PPP deplores govt bill on Karo-kari | Pakistan Press Foundation (PPF)

Pakistan Press Foundation

PPP deplores govt bill on Karo-kari

KARACHI – Deploring the passage of the government bill on honour killing, the Pakistan People’s Party Parliamentarians on October 27, alleged that it amounted to condoning the horrible act.

Speaking at a news conference at the Karachi Press Club, PPP MNA Sherry Rehman raised objections to the bill on honour killing presented by the government in the National Assembly on Oct 25.

She said the government was trampling the dignity of the parliament and flouting rules and traditions to get it passed in a hush-hush way.

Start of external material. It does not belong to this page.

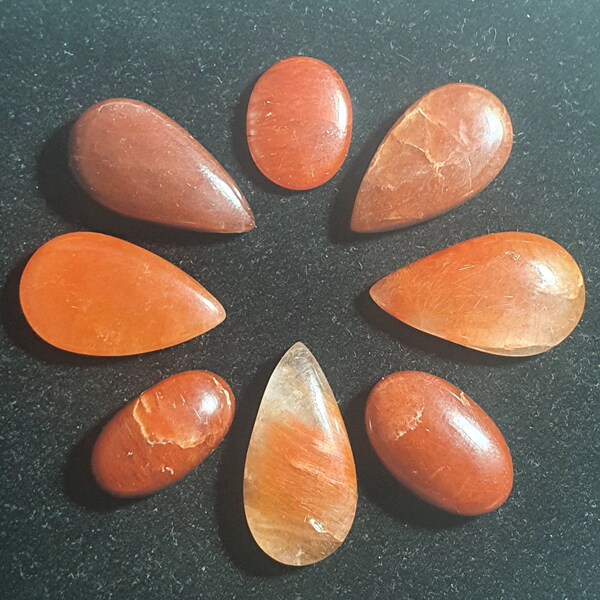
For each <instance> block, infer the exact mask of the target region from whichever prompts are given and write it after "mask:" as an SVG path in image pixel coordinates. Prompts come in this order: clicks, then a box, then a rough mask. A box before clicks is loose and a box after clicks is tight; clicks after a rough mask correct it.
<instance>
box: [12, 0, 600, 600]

“It is a moment of great shame for us that in the 21st century, the government is still condoning the horrible act of honour killings,” said Ms Rehman.

Sherry Rehman said “the tragic failure of this bill is that it refuses to address the problem of compromise [compoundability]. It allows the murderer to continue to be forgiven by the heirs or walis of the victim”.

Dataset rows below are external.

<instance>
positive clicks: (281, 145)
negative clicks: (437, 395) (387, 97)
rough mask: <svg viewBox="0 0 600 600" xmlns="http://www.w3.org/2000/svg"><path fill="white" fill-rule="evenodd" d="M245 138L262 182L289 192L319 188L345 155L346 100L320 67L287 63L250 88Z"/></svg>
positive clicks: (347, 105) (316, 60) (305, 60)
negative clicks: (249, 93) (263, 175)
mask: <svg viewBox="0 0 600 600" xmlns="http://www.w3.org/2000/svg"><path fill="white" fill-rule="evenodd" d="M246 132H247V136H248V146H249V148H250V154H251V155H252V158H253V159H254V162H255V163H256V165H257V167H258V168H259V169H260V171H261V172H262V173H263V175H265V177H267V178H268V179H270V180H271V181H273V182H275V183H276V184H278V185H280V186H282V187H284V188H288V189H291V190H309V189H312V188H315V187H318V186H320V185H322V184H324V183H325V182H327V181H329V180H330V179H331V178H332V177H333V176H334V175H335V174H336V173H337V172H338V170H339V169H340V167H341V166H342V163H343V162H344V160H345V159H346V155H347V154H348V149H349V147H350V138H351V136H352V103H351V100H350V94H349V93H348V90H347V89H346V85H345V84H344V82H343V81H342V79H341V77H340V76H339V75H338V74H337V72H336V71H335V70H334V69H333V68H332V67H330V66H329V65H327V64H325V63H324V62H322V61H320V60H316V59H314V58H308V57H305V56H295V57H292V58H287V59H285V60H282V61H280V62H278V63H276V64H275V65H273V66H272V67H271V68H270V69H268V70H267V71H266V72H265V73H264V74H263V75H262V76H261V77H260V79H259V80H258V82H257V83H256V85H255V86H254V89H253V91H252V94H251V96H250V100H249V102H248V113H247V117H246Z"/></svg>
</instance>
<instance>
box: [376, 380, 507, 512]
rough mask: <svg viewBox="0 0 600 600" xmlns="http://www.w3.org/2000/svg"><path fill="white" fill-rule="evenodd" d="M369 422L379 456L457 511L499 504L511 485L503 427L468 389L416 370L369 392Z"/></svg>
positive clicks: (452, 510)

The PPP bill, moved by her, had proposed that this major flaw be done away with and that the wali should be the state. As long as heirs and walis like sons, husbands, brothers, uncles and grandfathers are allowed to ‘forgive’ the murderer who might be a relative, or in collusion with the murderer, the crime would continue to be privatized, she claimed.

This, she said, had happened after the introduction of the Qisas and Diyat laws in 1990, after which the incidence of honour crimes had gone up to the reported killing of five women every day in Pakistan.

According to Ms Rehman, the diyat clause pressures poor people who become walis or heirs to surrender their claims to justice and accept some payment for what is often a preplanned murder.

This encourages a culture of crime against women and devalues the life of the victim, she added, alleging that “the government bill makes no effort to rid society of this menace by removing this clause as the PPP bill had suggested”.

The PPP MNA, who was flanked by the provincial information secretary Waqar Mehdi, President and general secretary of the Karachi chapter, Rashid Rabbani and Rafiq Engineer, and Bilawal House spokesman Aijaz Durrani, said since the Qisas and Diyat laws were implemented, 85 per cent of honour criminals were given full acquittals or either awarded very light sentences.

Sherry Rehman claimed that in its effort to please international donors, the government had thrown in words like blasphemy law, Zina offences and honour killings in the bill, whereas it dealt with none of the above.

It had in fact, she claimed, steadily opposed all attempts to repeal the Hudood Ordinances in parliament when initiated by the PPP-P and also backtracked on its early promise to reduce the arbitrariness and severity of the blasphemy laws.

The government, she said had violated all parliamentary norms and traditions by not considering the PPPP bill on honour killings which was in the committee without debate for six months. Yet the government was accusing the opposition of not working to bring any substantive issues for the public.

Pakistan, she said, needed clear and effective legislation on the scourge of honour killings. This bill does not even come close to the heart of the matter, claimed Ms Rehman.